Talks over the IA-CEPA started in 2012 but stalled a year later, until the two countries in March this year signalled a renewed interest. The process is informed by the Business Partnership Group, a collection of six business organisations in Australia and Indonesia that offer input on the wishes of business. The Australian Chamber of Commerce and Industry has played a leading role.
At the Jakarta meeting the group handed over its second formal position paper, Two Neighbours: Partners in Prosperity, to the two ministers. This week that report was made public on Monday.
The position paper finds that the agreement should be unique, not the product of a routine negotiation in which two opposing parties make concessions to reach a final agreement. This turns the traditional approach to free trade agreements on its head.
Indonesia and Australia are very different – culturally, socially, economically and historically – but the resources, skills and assets of the two neighbours complement each other very well.
Australia’s economy is transforming from one reliant on mining, agriculture and manufacturing to one in which services, knowledge and technology play a growing role. Its economy is geared to global value chains because it is competitive in primary products, niche manufactures, key services and education and research. But we face challenges in encouraging new investment, especially in Northern Australia, and our population is ageing.

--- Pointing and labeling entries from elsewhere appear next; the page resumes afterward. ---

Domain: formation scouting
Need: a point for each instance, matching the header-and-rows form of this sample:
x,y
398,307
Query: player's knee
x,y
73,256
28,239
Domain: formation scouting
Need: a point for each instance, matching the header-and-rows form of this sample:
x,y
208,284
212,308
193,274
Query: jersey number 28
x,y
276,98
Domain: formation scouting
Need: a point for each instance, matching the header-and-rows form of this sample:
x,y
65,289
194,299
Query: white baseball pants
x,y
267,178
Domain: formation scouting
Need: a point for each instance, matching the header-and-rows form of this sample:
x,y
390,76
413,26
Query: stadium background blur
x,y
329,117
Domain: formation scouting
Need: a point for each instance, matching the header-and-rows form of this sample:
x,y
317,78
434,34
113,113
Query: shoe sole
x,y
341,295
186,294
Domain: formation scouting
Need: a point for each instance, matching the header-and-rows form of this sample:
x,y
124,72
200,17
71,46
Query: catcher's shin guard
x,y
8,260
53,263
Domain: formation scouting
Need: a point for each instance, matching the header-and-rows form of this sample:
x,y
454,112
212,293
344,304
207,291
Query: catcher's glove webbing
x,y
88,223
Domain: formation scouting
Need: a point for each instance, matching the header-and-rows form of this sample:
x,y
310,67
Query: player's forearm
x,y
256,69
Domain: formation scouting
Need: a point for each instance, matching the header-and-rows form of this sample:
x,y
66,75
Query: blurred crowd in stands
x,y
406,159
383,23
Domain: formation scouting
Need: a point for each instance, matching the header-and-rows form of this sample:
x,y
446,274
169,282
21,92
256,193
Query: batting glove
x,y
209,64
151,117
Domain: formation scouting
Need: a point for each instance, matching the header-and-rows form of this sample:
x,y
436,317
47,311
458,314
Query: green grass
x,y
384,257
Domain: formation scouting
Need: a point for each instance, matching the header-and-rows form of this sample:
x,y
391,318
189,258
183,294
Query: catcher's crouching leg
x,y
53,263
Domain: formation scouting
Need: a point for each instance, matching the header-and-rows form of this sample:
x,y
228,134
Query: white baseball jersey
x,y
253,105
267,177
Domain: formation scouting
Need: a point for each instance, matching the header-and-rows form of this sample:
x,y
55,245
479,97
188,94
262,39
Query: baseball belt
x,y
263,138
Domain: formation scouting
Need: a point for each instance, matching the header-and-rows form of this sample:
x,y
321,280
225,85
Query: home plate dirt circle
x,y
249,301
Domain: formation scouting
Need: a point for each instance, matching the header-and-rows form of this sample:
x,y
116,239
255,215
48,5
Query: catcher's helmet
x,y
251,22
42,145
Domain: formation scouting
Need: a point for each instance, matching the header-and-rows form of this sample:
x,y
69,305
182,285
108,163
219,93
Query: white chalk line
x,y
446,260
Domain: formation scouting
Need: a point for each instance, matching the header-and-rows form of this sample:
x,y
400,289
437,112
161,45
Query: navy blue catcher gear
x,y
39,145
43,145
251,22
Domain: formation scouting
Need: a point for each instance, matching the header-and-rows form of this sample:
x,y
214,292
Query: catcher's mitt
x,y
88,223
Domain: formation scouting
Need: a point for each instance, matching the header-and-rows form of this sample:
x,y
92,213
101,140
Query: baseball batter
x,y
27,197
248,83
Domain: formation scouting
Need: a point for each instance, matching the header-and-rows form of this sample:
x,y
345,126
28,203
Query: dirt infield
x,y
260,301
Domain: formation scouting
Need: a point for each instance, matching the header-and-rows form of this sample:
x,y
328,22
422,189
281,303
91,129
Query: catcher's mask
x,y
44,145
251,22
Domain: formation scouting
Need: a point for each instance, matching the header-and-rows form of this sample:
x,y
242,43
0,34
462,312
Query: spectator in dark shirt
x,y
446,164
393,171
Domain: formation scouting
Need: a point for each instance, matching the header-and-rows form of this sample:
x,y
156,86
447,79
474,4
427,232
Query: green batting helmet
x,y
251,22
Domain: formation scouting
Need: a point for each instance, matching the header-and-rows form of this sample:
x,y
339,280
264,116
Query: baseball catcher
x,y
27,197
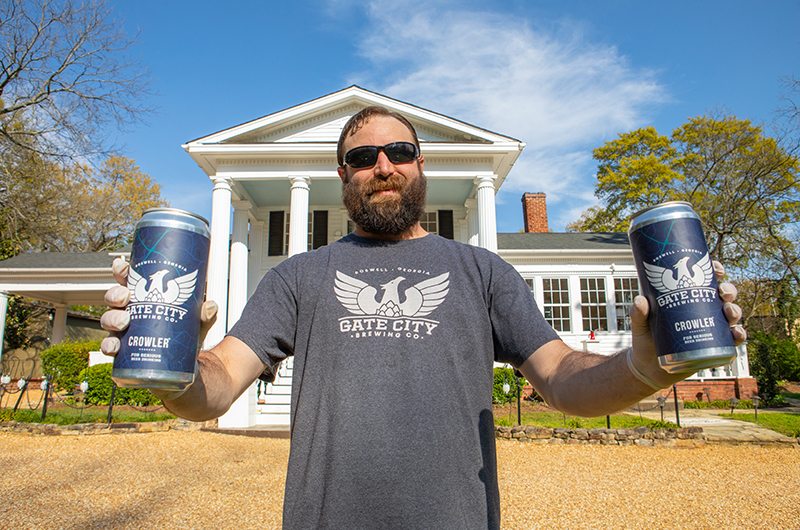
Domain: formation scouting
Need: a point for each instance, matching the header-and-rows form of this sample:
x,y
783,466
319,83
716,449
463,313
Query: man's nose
x,y
383,167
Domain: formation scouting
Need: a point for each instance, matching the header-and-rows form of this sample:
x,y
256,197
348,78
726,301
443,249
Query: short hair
x,y
361,118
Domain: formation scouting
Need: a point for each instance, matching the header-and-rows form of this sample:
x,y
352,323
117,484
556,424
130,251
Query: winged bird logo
x,y
177,291
420,300
680,276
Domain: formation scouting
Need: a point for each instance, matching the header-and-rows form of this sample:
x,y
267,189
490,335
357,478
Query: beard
x,y
381,214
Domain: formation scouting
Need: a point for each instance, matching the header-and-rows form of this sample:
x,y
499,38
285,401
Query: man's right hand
x,y
116,319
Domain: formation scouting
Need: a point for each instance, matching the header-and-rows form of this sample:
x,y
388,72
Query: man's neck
x,y
414,232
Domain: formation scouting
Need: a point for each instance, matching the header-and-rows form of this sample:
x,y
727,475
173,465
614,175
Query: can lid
x,y
653,213
176,211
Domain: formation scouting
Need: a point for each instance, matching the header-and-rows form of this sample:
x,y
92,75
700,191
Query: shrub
x,y
63,363
501,376
100,385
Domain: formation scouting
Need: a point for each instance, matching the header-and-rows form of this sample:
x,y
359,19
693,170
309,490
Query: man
x,y
394,333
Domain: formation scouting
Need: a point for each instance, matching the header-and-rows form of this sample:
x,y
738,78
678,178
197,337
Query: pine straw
x,y
204,480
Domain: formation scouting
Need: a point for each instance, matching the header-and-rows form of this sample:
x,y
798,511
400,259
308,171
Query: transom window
x,y
555,292
593,304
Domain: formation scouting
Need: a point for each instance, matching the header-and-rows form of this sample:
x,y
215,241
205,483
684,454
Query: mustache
x,y
393,182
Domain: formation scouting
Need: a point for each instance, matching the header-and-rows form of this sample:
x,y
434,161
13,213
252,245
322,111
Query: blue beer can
x,y
167,280
675,273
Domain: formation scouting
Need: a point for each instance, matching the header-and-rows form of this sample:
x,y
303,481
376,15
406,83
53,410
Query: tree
x,y
64,70
54,206
742,183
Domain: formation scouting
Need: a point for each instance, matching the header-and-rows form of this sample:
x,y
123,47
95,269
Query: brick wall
x,y
722,389
534,212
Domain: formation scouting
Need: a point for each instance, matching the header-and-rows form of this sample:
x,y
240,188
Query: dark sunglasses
x,y
367,155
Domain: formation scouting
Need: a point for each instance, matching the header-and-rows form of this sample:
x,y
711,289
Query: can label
x,y
677,277
167,281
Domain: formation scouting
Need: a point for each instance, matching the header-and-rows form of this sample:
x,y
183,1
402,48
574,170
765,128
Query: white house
x,y
277,175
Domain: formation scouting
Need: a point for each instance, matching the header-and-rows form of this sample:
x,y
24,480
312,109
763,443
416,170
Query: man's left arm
x,y
588,384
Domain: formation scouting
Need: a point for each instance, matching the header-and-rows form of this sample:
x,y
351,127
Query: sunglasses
x,y
367,155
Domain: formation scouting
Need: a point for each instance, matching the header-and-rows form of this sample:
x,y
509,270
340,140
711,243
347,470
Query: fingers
x,y
115,320
110,345
120,267
117,297
639,311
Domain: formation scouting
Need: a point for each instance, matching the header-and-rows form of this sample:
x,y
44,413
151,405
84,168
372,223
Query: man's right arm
x,y
224,371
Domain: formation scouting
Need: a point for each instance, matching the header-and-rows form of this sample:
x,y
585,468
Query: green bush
x,y
100,385
63,363
503,375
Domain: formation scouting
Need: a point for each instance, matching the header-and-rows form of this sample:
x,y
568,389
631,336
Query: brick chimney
x,y
534,210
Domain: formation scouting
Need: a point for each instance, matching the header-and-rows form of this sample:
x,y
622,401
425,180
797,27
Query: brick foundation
x,y
718,389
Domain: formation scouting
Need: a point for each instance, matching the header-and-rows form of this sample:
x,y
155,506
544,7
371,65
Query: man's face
x,y
387,198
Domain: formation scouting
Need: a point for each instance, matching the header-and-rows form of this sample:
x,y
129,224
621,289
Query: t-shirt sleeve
x,y
518,325
269,321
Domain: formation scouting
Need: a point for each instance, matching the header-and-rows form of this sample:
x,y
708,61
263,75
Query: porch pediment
x,y
302,140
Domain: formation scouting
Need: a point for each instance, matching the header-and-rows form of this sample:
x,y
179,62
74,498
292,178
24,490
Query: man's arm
x,y
588,384
224,372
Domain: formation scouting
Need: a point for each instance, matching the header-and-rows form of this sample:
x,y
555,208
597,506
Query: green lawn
x,y
69,416
787,423
554,420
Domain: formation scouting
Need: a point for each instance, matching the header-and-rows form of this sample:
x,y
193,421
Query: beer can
x,y
167,280
675,272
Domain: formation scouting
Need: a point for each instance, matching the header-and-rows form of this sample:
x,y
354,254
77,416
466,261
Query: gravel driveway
x,y
205,480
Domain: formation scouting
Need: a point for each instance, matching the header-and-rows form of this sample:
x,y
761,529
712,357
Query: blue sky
x,y
564,77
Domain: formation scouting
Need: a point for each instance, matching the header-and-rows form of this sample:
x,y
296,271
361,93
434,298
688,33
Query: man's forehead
x,y
385,126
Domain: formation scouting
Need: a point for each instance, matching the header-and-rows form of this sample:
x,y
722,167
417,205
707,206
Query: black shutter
x,y
275,245
319,236
446,224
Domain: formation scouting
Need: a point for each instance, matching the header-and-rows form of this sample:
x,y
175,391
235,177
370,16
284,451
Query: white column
x,y
256,250
217,289
3,312
473,228
298,222
487,219
243,411
237,297
59,324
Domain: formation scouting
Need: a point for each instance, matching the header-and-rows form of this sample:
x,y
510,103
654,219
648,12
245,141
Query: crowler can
x,y
676,275
167,281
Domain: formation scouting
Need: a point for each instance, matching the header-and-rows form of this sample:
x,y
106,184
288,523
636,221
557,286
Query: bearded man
x,y
394,332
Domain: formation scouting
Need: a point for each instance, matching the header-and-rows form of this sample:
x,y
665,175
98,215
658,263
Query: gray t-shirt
x,y
394,342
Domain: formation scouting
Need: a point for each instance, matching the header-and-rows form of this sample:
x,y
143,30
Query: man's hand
x,y
116,319
644,356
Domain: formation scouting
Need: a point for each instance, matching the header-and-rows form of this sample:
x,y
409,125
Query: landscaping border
x,y
639,436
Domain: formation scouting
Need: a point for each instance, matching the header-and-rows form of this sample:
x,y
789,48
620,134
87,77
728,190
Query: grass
x,y
786,423
69,416
555,420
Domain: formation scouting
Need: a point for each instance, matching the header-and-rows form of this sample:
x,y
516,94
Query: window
x,y
555,292
428,222
593,304
625,290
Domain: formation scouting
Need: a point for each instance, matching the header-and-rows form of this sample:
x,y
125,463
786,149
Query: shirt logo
x,y
420,300
389,314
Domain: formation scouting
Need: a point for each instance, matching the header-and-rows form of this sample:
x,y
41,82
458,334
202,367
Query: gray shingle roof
x,y
58,260
563,241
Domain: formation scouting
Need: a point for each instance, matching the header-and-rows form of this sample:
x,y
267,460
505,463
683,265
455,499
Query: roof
x,y
59,260
563,241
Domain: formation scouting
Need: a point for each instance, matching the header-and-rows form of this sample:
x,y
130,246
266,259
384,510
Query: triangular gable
x,y
322,119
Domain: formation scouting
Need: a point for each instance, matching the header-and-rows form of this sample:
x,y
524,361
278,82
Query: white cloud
x,y
546,85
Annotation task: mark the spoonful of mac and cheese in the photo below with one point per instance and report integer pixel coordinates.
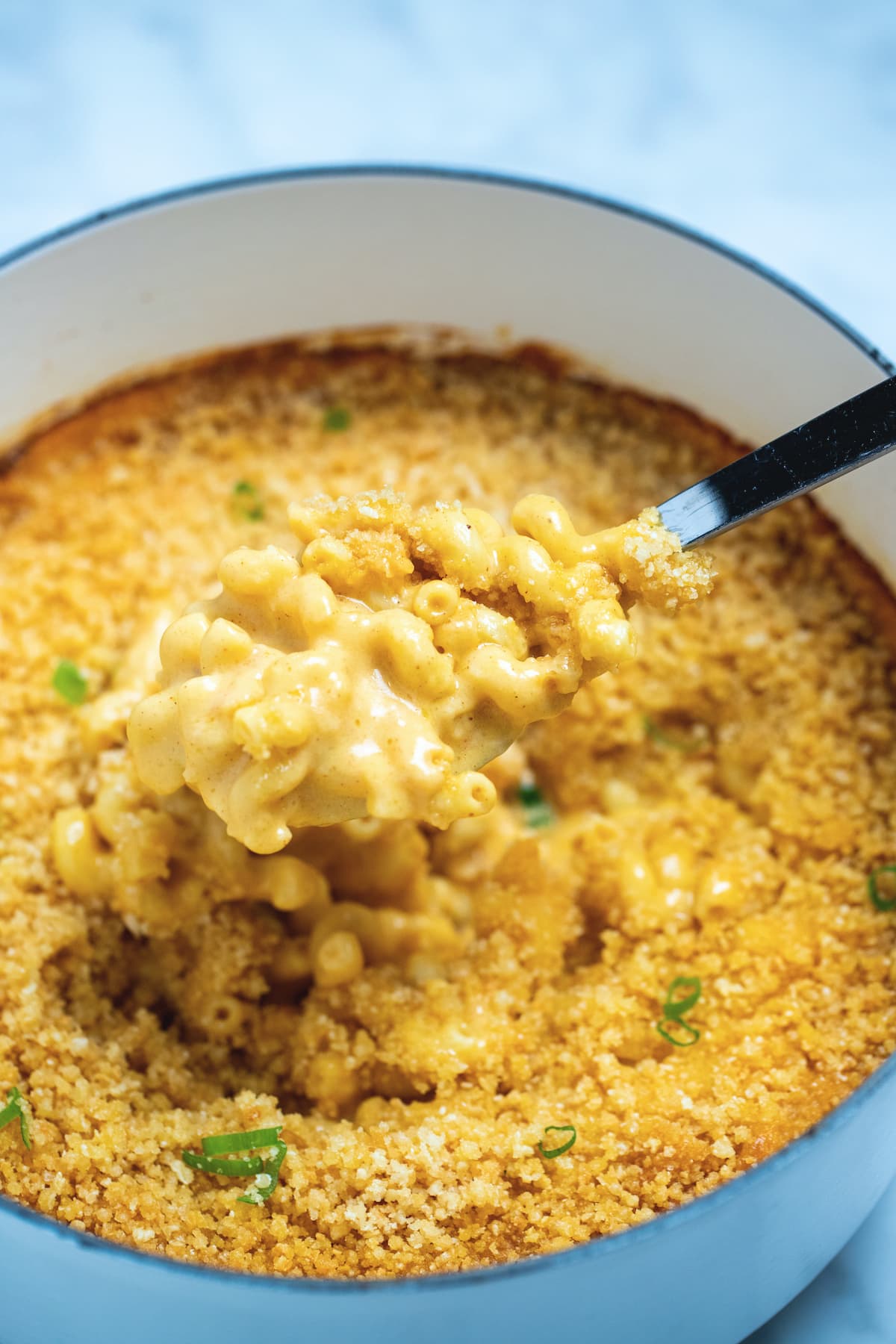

In Indonesia, demographics and urbanisation mean the economy is moving from primary industries towards manufacturing and services. This transformation cannot rely on domestic consumption alone and so requires investment and exports, necessitating significant change in the public and private sectors. Economic growth will be driven by modern infrastructure to build connectivity, by human capital through improvement in health and education, and by technological development to spark innovation.
The two nations have complementary needs and strengths, so can achieve much more by working together than separately.
The agreement should identify opportunities and then deliver fast and demonstrable benefits to build momentum. (For example, renewable energy projects can supply power to the 60 million Indonesians that currently lack access to electricity.) It should implement Indonesian President Joko Widodo’s commitment to halve his country’s government regulations. It should be responsive to the needs of business and the market. It should boldly go where no free trade agreement has gone before.
We should start by identifying opportunities and ask why tariffs or other trade barriers exist between the two countries. What would happen if there were none? Can the long list be erased over specified and realistic timeframes?
We need to think about ways to encourage exporters to invest, raise local standards and build capacity and security. Along the way we should be cautious about unintended interventions, considering what protection, adjustments and capacity-building are needed for weak and vulnerable sectors.
The Business Partnership Group identified six sectors of the economy with significant potential for economic engagement and where benefits can be realised swiftly.
Firstly, expanding tourism and enhancing hospitality, which requires liberalising visa requirements and enhanced skills and training through skills exchange programs.
Secondly, participating in global food supply through joint supply chains, involving bilateral preferential treatment, joint research and overcoming differing food standards.
Thirdly, cooperating in technical and advanced education and training, by opening Indonesia’s education sector to foreign investment, encouraging joint research and degree programs at universities and facilitating the movement of people for education purposes.
Fourthly, encouraging exchange programs in healthcare, facilitating investment and movement of people in the healthcare industry, aligning qualifications and building capacity for healthcare professionals.
Fifthly, assisting the free flow of information, while respecting security concerns, to support investment in e-commerce and technology in the digital sector, especially for startups.
Sixthly, removing restrictions, easing regulations on foreign workers and encouraging public-private partnerships.
To inform its position, the Business Partnership Group consulted with businesses and representative groups in both countries through interviews, workshops and written submissions. We are confident its findings will be illuminating to the two negotiating teams.
Business stands ready and willing to stay involved to make this economic partnership a success. With global growth sluggish, this is an opportunity to good for us to ignore. Together, our economies can create and engine for growth of trade and investment in Southeast Asia, greater Asia and the rest of the world.